Now you only see two reds on the VASI, but there is also another color, that you will never get to see, except if you sit in a cockpit of a plane: White. Using this two colors, the VASI tells pilots if they are approaching the runway too high or too low.
The VASI works analog, so it does not know how high a plane is and it's position and changes lights accordingly. Both red and white light at the same time and by using a lens-mechanism, the pilots gets to see the correct lights.
There are three color codes of a VASI:
When both the VASI-bars are red, as in your picture, the plane is too low and needs to pitch up. Red and white means on glidepath and two whites mean too high and the pilot needs to descend faster.
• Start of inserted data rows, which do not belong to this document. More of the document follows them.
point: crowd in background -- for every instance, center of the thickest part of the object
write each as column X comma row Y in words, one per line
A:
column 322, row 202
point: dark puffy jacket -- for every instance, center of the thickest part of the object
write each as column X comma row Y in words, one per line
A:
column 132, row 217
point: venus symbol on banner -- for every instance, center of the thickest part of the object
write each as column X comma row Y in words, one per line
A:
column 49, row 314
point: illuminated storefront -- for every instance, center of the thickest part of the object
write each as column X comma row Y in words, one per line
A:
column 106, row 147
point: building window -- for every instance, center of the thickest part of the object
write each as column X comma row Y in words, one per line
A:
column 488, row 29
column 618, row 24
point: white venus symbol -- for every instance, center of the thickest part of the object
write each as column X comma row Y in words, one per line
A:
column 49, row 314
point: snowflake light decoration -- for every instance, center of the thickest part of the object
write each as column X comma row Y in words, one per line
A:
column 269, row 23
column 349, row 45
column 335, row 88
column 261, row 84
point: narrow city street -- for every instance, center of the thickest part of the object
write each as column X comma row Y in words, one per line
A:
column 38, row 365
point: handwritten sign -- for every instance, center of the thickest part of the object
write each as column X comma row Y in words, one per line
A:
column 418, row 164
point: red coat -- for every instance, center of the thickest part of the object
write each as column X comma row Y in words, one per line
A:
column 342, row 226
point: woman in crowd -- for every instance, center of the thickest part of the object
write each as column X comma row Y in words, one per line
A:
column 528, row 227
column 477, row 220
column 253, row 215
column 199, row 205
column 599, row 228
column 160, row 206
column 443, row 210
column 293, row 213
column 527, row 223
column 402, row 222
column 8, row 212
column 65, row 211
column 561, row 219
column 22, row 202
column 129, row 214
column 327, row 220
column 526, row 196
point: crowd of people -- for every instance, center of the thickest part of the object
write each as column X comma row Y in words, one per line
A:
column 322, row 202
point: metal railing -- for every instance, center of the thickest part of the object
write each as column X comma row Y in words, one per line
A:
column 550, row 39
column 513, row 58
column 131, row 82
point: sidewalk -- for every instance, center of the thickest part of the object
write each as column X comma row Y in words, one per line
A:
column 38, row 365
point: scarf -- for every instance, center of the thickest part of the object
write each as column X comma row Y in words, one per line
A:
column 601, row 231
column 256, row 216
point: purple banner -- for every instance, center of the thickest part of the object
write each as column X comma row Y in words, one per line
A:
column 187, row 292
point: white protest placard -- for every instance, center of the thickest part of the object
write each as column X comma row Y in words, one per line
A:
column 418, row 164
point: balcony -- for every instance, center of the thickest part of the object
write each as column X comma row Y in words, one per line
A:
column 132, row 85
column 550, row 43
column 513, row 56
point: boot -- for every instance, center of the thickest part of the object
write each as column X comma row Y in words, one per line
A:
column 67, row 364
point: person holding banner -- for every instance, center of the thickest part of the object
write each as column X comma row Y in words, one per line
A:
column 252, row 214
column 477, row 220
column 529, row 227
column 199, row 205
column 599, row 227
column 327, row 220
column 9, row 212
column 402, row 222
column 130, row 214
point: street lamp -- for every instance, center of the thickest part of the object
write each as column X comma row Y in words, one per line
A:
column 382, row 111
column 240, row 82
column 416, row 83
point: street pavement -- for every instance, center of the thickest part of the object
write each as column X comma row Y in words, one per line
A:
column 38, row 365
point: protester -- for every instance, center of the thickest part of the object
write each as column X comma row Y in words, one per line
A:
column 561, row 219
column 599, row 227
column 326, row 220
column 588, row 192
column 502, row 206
There's also a mnemonic to remember the (very easy tbh) color codes:
White over White, you're high as a kite.
Red over White, you're alright.
Red over Red, you're dead.
White over Red, unsaid.
(White over red is no color code actually, because you would have to fly inverted to get it, that's why it's "unsaid".
Here's how a VASI-light looks close-up:
That is a VASI (visual approach slope indicator) system. It is used by aircraft to verify their approach angle when on final approach.